WASHINGTON — President Trump said Thursday that Russian President Vladimir Putin and Ukrainian President Volodymyr Zelensky are similar to children fighting on a playground and that more time may be needed before “pulling them apart.”
“Sometimes you see two young children fighting like crazy. They hate each other, and they’re fighting in a park, and you try and pull them apart. They don’t want to be pulled,” Trump told reporters while hosting German Chancellor Friedrich Merz in the Oval Office.
“Sometimes you’re better off letting them fight for a while and then pulling them apart. And I gave that analogy to Putin yesterday. I said, ‘President, maybe you have to keep fighting and suffering a lot’ because both sides are suffering, before you pull them apart before they’re able to be pulled apart.”
Trump didn’t say how Putin responded to the analogy, but revealed that the Russian leader shared plans to further attack Ukraine in the wake of Zelensky’s covert operations over the past week to sabotage warplanes and infrastructure — including an audacious drone strikes to destroy bombers deep inside Russia and a fresh bombing of the Kerch Strait bridge to Crimea.

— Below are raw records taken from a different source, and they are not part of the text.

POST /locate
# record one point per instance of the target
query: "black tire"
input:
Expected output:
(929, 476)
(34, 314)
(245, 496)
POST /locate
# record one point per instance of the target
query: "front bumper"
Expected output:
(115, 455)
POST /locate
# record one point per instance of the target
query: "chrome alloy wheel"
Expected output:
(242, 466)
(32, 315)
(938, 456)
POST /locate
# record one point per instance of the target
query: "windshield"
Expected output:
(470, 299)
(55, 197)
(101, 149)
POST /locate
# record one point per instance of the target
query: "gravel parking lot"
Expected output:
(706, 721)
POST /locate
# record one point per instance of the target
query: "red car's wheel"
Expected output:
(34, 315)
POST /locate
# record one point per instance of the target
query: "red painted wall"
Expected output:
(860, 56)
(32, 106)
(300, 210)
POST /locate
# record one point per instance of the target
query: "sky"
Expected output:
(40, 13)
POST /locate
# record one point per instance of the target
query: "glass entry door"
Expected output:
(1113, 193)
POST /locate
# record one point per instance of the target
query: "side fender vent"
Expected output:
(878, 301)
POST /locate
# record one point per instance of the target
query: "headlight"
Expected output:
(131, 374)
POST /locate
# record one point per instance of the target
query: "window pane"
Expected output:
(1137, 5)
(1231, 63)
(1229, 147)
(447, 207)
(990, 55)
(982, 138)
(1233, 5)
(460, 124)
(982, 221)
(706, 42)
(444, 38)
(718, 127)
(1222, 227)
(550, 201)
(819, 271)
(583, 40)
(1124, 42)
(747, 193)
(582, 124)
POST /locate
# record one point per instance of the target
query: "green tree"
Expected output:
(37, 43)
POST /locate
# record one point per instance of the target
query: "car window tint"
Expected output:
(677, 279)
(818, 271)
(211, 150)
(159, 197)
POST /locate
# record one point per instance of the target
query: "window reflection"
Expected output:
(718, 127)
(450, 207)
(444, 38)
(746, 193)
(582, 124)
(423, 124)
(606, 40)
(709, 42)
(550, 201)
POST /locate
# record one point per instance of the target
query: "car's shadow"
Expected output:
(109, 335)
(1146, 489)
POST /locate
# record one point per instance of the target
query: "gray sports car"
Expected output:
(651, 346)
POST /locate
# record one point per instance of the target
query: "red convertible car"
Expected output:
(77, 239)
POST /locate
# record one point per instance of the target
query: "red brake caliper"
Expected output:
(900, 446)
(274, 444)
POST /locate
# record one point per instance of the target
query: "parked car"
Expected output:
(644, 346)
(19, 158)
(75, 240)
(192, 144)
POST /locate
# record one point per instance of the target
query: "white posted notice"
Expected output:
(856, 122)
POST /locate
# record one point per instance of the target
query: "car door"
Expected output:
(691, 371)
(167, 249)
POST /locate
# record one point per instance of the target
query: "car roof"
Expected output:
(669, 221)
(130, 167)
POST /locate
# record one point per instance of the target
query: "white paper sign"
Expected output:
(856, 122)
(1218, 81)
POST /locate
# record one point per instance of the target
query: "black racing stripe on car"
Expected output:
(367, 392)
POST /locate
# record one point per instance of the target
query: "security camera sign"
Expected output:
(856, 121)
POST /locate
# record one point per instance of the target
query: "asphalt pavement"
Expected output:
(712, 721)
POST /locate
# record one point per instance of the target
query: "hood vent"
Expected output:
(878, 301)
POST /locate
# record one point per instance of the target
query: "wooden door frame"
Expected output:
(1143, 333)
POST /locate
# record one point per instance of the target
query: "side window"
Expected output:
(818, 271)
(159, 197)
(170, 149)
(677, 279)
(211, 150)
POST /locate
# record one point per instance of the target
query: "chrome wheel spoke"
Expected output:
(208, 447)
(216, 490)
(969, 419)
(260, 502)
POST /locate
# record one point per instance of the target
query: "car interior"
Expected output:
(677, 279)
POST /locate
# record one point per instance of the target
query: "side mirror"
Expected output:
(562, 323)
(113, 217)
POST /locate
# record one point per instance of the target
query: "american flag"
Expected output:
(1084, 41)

“He actually told me him and made it very clear, he said, ‘We have no choice but to attack based on that, and it’s probably not going to be pretty,’” Trump said.
“I don’t like it. I said, ‘Don’t do it. You shouldn’t do it. You should stop it.’ But again, there’s a lot of hatred.”
Trump has attempted to browbeat both sides to the bargaining table — attacking Zelensky as a “dictator without elections” in February in a sign of wavering US support before blasting Putin last month for continued bombing of civilian areas of Ukraine, saying he had “gone absolutely CRAZY!”
His remarks about the sides needing to fight it out for longer are a significant evolution from his campaign-trail prediction that he would bring peace immediately by calling the parties on the phone.